By Satenik Vantsian in Gyumri
Vartan Ghukasian, the controversial mayor of Armenia’s second largest city of Gyumri, won a fourth term in office in a tightly contested weekend election that saw tight security measures taken by the central government.
According preliminary official vote results released on Monday, Ghukasian, who is affiliated with the governing Republican Party of Armenia (HHK), won 58 percent of the vote. His 27-year-old main challenger, Martun Grigorian, got 37 percent.
Grigorian, who got elected to Armenia’s parliament last year, mounted a strong challenge against the incumbent mayor amid speculation that he is secretly backed by the HHK and its leader, President Serzh Sarkisian. However, the young businessman denied any links with the ruling party during the tense election campaign.
The Yerevan government sent special police units to Gyumri to stave off possible clashes between the two rival camps. The heightened police presence in the city close to the Turkish border was visible on voting day. No violent incidents were reported during the polling and the vote count.
Speaking to RFE/RL on Monday, Grigorian effectively conceded defeat. Still, he described as extremely suspicious a record-high voter turnout of almost 45 percent reported by the local election commission. He also claimed that police hindered and even harassed his campaign workers on Sunday.
Ghukasian has been dogged by controversy ever since he was first elected mayor in 1999. Critics have long accused him of leading a business clan that controls much of the local economy and tolerates no competition.
He has also earned notoriety for his flamboyant behavior that has occasionally turned violent. In August 2005, for example, Ghukasian reportedly shot from a pistol at a group of Russian soldiers stationed in Gyumri after a drunken argument in a local restaurant belonging to his brother.

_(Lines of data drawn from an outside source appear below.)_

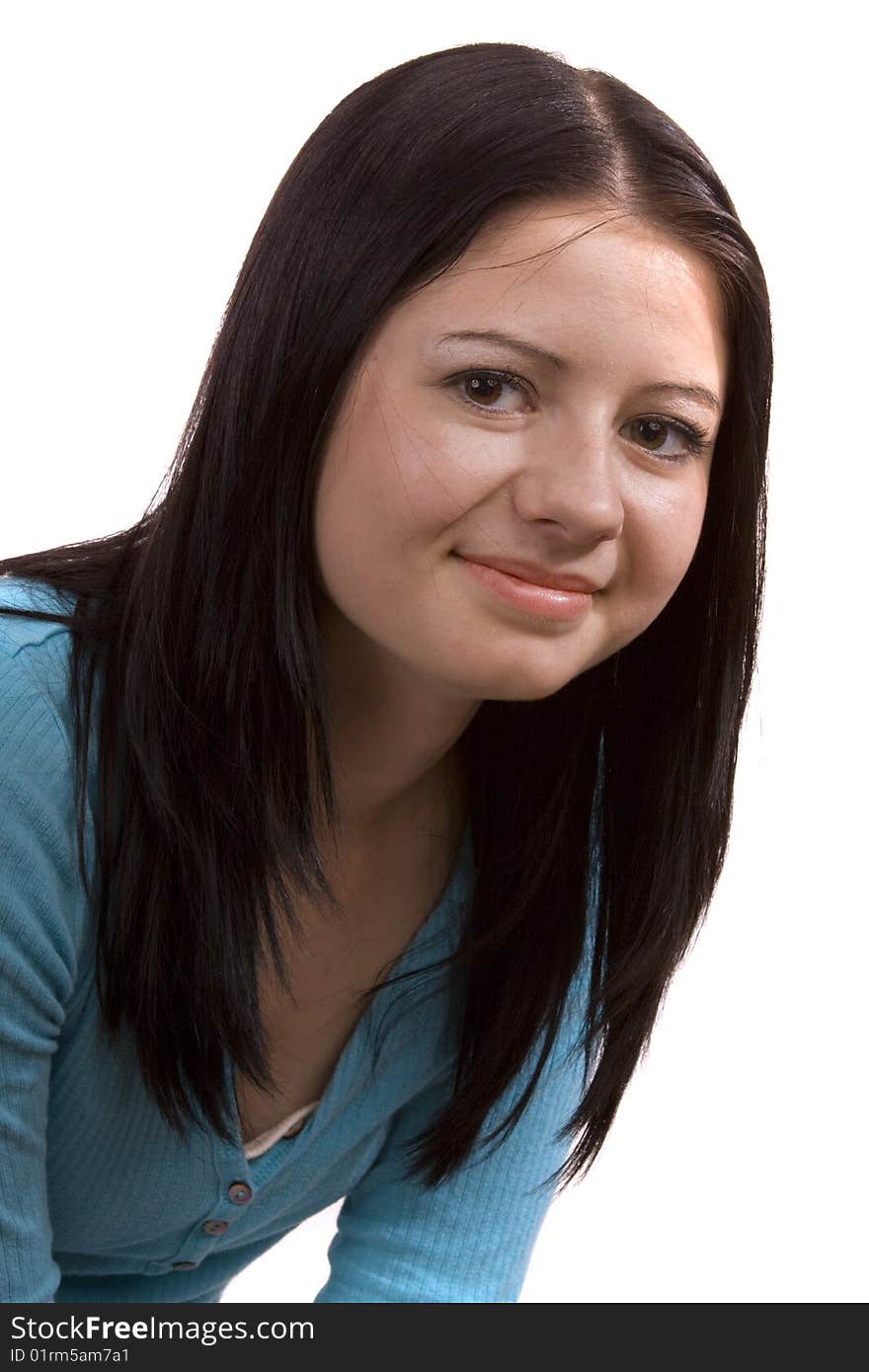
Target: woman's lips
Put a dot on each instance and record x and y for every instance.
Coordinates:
(527, 595)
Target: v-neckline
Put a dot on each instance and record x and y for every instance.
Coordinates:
(454, 890)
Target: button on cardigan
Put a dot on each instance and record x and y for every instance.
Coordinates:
(101, 1200)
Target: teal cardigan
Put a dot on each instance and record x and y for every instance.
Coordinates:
(101, 1200)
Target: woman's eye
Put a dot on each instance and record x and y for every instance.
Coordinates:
(492, 391)
(658, 432)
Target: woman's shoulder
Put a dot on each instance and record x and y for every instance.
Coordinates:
(41, 901)
(35, 658)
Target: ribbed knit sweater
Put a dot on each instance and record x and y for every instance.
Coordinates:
(101, 1200)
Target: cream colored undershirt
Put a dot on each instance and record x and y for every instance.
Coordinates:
(287, 1126)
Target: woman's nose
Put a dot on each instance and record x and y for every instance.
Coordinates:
(577, 489)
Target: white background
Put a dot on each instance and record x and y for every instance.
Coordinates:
(143, 144)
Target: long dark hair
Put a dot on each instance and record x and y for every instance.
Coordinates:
(200, 623)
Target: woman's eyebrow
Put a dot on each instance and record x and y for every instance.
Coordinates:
(692, 390)
(507, 341)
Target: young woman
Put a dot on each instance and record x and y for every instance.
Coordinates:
(359, 801)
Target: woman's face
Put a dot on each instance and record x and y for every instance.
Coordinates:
(449, 453)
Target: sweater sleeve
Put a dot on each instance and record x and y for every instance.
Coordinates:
(38, 963)
(471, 1238)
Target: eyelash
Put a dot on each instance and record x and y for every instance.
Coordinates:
(693, 435)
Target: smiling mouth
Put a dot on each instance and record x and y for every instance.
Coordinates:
(530, 597)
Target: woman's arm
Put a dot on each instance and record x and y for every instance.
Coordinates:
(38, 963)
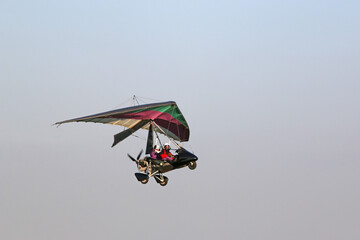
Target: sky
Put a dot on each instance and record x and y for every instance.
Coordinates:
(270, 90)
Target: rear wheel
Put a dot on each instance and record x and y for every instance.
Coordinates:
(144, 181)
(192, 165)
(164, 182)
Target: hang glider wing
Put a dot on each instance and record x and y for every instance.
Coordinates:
(167, 117)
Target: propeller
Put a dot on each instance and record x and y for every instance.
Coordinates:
(138, 157)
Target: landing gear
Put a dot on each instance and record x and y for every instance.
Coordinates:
(162, 180)
(192, 165)
(144, 181)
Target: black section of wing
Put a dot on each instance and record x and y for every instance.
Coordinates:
(150, 141)
(124, 134)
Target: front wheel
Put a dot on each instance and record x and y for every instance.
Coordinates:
(192, 165)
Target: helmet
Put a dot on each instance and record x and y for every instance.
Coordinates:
(167, 146)
(157, 148)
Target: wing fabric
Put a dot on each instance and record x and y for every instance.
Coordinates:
(167, 116)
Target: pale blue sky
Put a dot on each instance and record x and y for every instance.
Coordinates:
(270, 89)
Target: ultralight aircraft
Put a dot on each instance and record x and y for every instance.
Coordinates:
(160, 118)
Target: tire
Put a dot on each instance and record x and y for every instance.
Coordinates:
(145, 181)
(192, 165)
(163, 183)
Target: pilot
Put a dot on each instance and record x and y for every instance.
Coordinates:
(165, 154)
(155, 153)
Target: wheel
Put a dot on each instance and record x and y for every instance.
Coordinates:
(192, 165)
(164, 182)
(144, 181)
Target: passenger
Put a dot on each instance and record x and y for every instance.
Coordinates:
(165, 154)
(155, 153)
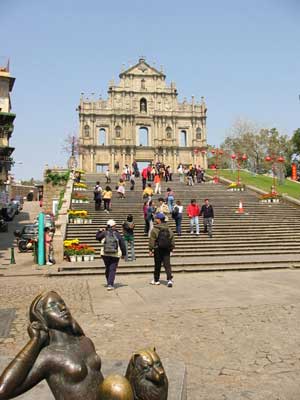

Ghukasian has also faced corruption allegations that nearly cost him his job four years ago. Local prosecutors considered at the time launching criminal proceedings against him on charges of illegally renting out public office space to one of his close relatives.
In March 2004, an ad hoc investigative commission formed by then President Robert Kocharian claimed to have found “numerous abuses” in the distribution of thousands of new apartments built in the earthquake-ravaged city with the multimillion-dollar assistance of U.S.-Armenian billionaire Kirk Kerkorian. Ghukasian was personally implicated in those violations. But although the commission’s findings were publicly endorsed by Kocharian, the flamboyant mayor was never prosecuted or sanctioned otherwise.
In April 2007, Ghukasian narrowly survived an apparent assassination attempt when unknown gunmen opened fire on his motorcade outside Yerevan, killing three of his bodyguards. Ghukasian and his deputy Gagik Manukian were seriously wounded and hospitalized. The case has still not been solved.
Ghukasian was again in the news in May 2007 after a high-profile gunfight between two groups of young men. One of them was led by his son Spartak. The latter was subsequently arrested and sentenced to 18 months in prison. He was granted parole after serving one third of the sentence.